Dyeing with locally foraged pine cones

During a recent local walk, I came across a lot of pine cones on the floor that had fallen from a big tree. I decided to pick up several of them and experiment dyeing with them at home.

I had read that tree bark and cones are rich in tannins which means the dyed item should hopefully be more colourfast so I thought these cones would be great to dye with.

The pine cones were quite hard so I ended up pouring boiling water over them in a bowl and soaking them for approximately 2 weeks, stirring occasionally. My aim by soaking them was to soften them enough so that dye would be extracted.

I didn’t find that much dye had been extracted in the bowl after 2 weeks, so I decided to add the water and pine cones to an aluminium pot and added more water to fully cover the pine cones. I heated them on a fairly high heat for approximately an hour and a half.

Once cooled, I sieved the pine cone dye though some cheese cloth into a bowl. I then added the concentrated dye back to the dye pot and heated again for approximately an hour and a half.

I left the dye in the pot for a couple of days before adding some wool and an organic cotton t-shirt and heated the pot up again on a gentle simmer:

When I added the wool and t-shirt, I found there was insufficient water for the t-shirt to float around in so I added some more water to hopefully get an even colour and avoid any spot staining in case it fell to the bottom of the dye pot.

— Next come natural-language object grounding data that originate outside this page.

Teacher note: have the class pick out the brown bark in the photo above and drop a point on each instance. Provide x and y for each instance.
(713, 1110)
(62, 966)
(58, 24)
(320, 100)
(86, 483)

After a couple of days I hung the t-shirt and wool to dry outside in the shade and here are the results:

The pine cone dye had produced a type of oat colour and I really liked the shade.

Initially I was surprised at the colour since I had read that some pines and bark produce deep browns, which these pine cones clearly didn’t do.

I also wonder if it depends on how you pre-mordant your fabric/wool. I didn’t use any mordants as such. I just pre-treated my t-shirt and wool in a soya milk/water solution several weeks before dyeing them.

I will now leave the wool and t-shirt to rest in a cupboard for at least a week before rinsing to hopefully keep the dye as colour fast as possible.